Almost as offensive as the cover story on the president is the “Road Rage” hatchet piece on disgraced and retiring Republican congressman Tom DeLay written by trough-slopping sewer-dweller Matt Taibbi. Of COURSE Tom DeLay is a complete freaking dicknob, but that’s shooting fish in a barrel.
“Delay is a total zero, a loser, 200-odd pounds of the world’s purest pussy repellent… a short guy with a paunch and an asscrack face who spent most of his pre-congressional life cutting rat bait and growing the state of Texas’ silliest set of sideburns. He was ugly outside and in.”
Wow, and people think I am a ruthless bitch.
How does leveling childish insults and sophomoric analogies at a man whose only legacy is being the biggest ballbuster in Washington make me a better informed citizen? It doesn’t. That’s what bloggers are for.

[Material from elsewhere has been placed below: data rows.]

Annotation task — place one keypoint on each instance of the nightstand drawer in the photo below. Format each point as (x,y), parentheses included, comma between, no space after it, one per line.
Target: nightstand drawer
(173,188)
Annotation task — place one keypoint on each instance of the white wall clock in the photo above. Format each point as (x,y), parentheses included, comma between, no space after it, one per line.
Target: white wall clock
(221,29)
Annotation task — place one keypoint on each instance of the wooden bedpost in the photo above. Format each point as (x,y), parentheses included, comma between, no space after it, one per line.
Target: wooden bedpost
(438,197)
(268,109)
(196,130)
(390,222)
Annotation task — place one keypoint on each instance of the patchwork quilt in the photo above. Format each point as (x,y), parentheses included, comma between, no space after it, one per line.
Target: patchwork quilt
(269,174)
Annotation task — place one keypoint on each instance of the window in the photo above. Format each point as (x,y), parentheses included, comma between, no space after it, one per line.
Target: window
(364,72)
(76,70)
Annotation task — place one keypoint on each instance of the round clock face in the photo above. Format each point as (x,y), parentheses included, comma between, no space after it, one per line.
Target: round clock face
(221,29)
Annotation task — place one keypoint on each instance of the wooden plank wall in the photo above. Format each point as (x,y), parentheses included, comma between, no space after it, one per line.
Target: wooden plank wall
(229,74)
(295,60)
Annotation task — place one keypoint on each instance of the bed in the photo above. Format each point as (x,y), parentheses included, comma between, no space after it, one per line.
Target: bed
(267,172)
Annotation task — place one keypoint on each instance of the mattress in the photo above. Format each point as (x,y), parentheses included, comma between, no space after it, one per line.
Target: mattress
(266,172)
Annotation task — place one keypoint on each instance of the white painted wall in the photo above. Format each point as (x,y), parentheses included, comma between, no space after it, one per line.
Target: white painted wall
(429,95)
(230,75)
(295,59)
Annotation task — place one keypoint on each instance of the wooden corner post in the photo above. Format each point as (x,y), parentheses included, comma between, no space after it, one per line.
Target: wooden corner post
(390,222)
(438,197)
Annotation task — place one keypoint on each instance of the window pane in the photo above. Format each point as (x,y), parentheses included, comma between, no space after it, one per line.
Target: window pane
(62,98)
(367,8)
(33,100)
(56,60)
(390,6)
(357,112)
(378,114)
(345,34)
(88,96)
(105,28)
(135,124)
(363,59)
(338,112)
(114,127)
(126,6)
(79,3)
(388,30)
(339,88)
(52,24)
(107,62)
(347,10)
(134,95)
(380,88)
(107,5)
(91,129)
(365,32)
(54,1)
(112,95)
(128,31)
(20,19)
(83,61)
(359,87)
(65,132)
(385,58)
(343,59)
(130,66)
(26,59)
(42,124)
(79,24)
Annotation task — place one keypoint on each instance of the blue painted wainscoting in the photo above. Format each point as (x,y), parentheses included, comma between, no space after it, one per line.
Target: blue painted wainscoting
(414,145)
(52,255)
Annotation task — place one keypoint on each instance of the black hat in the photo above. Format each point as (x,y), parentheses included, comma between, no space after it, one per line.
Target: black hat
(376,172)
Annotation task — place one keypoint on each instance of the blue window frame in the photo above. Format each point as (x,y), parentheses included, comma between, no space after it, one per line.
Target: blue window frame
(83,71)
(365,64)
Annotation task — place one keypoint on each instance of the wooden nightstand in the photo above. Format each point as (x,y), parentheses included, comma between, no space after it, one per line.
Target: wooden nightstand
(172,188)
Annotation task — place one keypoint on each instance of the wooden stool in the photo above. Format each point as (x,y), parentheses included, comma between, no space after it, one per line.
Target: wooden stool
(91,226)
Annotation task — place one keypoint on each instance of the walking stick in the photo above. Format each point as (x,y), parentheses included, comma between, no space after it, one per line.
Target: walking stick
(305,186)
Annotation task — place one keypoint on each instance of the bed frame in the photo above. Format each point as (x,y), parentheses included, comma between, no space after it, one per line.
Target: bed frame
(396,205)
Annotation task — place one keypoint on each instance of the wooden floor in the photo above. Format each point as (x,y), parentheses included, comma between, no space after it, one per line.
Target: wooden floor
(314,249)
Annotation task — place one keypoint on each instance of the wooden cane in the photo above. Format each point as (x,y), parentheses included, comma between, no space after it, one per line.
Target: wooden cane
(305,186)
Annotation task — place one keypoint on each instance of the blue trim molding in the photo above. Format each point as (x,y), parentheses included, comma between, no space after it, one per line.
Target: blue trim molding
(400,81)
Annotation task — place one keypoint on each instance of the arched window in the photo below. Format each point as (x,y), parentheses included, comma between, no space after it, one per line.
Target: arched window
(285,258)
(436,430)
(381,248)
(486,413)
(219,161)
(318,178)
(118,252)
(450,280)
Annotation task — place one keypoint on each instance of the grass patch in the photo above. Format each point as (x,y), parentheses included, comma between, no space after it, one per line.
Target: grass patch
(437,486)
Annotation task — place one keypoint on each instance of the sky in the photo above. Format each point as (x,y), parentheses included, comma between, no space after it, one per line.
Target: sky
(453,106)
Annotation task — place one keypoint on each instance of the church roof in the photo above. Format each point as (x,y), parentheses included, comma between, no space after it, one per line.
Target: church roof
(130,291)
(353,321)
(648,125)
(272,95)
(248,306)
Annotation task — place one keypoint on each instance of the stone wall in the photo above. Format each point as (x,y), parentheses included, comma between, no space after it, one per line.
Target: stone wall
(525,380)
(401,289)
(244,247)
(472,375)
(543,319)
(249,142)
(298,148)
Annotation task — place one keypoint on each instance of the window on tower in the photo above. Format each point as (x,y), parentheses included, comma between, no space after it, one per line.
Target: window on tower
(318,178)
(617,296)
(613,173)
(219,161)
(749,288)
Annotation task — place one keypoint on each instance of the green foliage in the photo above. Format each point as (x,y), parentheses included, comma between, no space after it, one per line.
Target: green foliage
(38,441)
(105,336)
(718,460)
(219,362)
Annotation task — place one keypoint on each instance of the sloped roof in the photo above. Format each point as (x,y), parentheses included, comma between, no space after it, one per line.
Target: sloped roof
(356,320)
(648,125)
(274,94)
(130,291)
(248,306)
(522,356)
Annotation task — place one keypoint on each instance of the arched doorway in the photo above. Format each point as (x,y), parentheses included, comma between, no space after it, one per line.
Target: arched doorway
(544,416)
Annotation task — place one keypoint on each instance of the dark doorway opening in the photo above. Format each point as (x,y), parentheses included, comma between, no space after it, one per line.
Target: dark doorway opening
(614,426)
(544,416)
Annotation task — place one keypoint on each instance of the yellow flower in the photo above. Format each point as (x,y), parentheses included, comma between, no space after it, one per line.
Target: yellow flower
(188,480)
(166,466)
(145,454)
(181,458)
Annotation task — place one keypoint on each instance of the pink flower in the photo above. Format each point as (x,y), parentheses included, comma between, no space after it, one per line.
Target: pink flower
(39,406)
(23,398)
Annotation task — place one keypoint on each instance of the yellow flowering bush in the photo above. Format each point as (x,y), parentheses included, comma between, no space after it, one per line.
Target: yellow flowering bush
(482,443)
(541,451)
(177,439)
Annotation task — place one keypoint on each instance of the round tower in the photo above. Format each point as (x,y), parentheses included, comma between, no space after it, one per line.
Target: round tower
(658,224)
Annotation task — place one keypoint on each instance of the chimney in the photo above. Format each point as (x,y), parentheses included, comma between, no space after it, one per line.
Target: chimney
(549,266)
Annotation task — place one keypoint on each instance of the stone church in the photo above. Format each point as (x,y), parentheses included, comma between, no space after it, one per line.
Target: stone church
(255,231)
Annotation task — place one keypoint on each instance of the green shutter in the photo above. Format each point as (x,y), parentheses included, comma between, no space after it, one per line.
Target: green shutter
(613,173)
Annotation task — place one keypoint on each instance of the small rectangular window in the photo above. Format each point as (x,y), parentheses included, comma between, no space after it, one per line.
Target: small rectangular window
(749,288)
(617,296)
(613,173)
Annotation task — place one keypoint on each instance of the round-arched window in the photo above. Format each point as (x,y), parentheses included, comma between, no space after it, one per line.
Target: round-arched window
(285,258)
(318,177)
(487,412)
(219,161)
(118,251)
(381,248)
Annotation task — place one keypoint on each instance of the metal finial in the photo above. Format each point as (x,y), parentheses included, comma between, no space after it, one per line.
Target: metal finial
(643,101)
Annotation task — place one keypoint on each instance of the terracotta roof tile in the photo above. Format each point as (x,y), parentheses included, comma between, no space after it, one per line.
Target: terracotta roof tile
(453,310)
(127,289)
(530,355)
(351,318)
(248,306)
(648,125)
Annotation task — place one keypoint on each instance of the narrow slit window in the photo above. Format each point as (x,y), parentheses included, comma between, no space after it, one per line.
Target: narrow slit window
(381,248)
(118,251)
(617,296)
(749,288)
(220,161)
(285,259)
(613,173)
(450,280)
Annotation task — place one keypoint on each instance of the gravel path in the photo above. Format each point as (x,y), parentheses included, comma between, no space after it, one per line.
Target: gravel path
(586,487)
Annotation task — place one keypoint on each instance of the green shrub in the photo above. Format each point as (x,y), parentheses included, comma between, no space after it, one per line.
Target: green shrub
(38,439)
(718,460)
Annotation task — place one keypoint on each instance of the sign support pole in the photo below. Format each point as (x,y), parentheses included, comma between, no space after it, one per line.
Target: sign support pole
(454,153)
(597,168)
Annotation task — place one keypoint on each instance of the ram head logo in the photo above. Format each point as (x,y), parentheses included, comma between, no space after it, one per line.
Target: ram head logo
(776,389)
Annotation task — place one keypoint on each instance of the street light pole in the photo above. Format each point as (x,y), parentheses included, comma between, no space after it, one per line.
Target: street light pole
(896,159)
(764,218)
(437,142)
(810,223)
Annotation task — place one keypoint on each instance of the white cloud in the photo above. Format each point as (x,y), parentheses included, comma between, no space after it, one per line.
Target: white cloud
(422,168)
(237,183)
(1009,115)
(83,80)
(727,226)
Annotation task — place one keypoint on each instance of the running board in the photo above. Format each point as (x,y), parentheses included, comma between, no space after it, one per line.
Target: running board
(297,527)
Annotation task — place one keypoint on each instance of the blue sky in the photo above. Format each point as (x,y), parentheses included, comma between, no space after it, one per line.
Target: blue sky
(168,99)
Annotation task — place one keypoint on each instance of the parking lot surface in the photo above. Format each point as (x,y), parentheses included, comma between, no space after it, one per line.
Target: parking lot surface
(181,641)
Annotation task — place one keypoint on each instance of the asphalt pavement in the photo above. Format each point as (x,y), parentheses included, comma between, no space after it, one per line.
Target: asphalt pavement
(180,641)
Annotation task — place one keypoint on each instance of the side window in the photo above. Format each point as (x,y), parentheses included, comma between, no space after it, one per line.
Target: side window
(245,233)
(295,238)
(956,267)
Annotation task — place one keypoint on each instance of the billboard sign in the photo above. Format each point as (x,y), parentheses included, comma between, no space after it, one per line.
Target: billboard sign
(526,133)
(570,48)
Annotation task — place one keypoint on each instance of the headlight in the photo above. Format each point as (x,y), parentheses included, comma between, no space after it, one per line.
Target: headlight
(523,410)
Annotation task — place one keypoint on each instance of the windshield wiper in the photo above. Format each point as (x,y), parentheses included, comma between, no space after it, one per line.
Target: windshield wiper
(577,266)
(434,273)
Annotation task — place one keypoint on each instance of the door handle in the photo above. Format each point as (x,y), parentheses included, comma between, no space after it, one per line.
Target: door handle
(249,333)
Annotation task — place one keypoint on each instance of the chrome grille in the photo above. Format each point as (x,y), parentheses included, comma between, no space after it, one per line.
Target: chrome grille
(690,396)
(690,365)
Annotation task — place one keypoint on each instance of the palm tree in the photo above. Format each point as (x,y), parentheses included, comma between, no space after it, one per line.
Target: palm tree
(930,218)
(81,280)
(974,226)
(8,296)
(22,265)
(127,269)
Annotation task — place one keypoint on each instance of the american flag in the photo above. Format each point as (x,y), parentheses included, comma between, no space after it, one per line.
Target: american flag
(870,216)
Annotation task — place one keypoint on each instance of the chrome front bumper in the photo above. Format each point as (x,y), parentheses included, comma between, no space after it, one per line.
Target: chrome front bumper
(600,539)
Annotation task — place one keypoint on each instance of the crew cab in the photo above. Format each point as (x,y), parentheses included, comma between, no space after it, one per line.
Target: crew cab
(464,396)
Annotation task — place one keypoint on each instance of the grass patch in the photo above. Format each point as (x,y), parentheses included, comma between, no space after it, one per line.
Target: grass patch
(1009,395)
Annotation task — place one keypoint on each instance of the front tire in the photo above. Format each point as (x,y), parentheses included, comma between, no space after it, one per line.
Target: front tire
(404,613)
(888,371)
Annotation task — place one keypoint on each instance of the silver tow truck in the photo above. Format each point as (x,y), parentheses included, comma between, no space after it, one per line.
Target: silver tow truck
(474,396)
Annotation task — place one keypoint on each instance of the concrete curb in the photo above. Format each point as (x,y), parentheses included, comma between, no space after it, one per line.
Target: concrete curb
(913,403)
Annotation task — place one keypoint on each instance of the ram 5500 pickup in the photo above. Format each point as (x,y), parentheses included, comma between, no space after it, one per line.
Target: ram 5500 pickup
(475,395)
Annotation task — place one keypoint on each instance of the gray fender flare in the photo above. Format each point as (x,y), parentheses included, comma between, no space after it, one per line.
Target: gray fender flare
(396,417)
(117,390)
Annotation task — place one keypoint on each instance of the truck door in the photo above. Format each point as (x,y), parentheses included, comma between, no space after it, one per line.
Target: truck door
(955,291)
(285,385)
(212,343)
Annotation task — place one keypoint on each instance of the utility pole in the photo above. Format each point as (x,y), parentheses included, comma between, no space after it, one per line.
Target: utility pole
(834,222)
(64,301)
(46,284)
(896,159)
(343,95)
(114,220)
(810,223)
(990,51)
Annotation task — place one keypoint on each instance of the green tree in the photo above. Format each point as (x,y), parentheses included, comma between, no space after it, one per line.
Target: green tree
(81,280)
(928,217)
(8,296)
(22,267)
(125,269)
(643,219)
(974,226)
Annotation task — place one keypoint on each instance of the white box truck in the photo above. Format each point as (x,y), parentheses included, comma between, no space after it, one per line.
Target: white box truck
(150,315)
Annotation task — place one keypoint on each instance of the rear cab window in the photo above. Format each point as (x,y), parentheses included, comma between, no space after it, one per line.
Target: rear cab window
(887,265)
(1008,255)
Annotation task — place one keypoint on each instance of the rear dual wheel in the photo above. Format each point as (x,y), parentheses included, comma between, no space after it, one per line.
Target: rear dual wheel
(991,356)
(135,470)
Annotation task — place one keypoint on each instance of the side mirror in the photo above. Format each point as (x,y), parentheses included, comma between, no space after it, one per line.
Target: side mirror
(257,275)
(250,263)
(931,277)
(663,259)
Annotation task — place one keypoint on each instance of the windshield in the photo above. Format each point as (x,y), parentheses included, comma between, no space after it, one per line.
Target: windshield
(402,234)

Honestly, I would be the last person to complain about vicious articles attacking political figures, but can we at least spread the love. How come that whackjob from Georgia, Cynthia Mckinney doesn’t get some love? What, aren’t her antics worthy of mocking?
If Jann Wenner and the angry misfits at Rolling Stone really wanted to make an impact and pump the vital blood of truth into the American mind, they would profile the real threats facing us as a global community: dwindling resources, terrorism, viral pandemics and Britney Spears.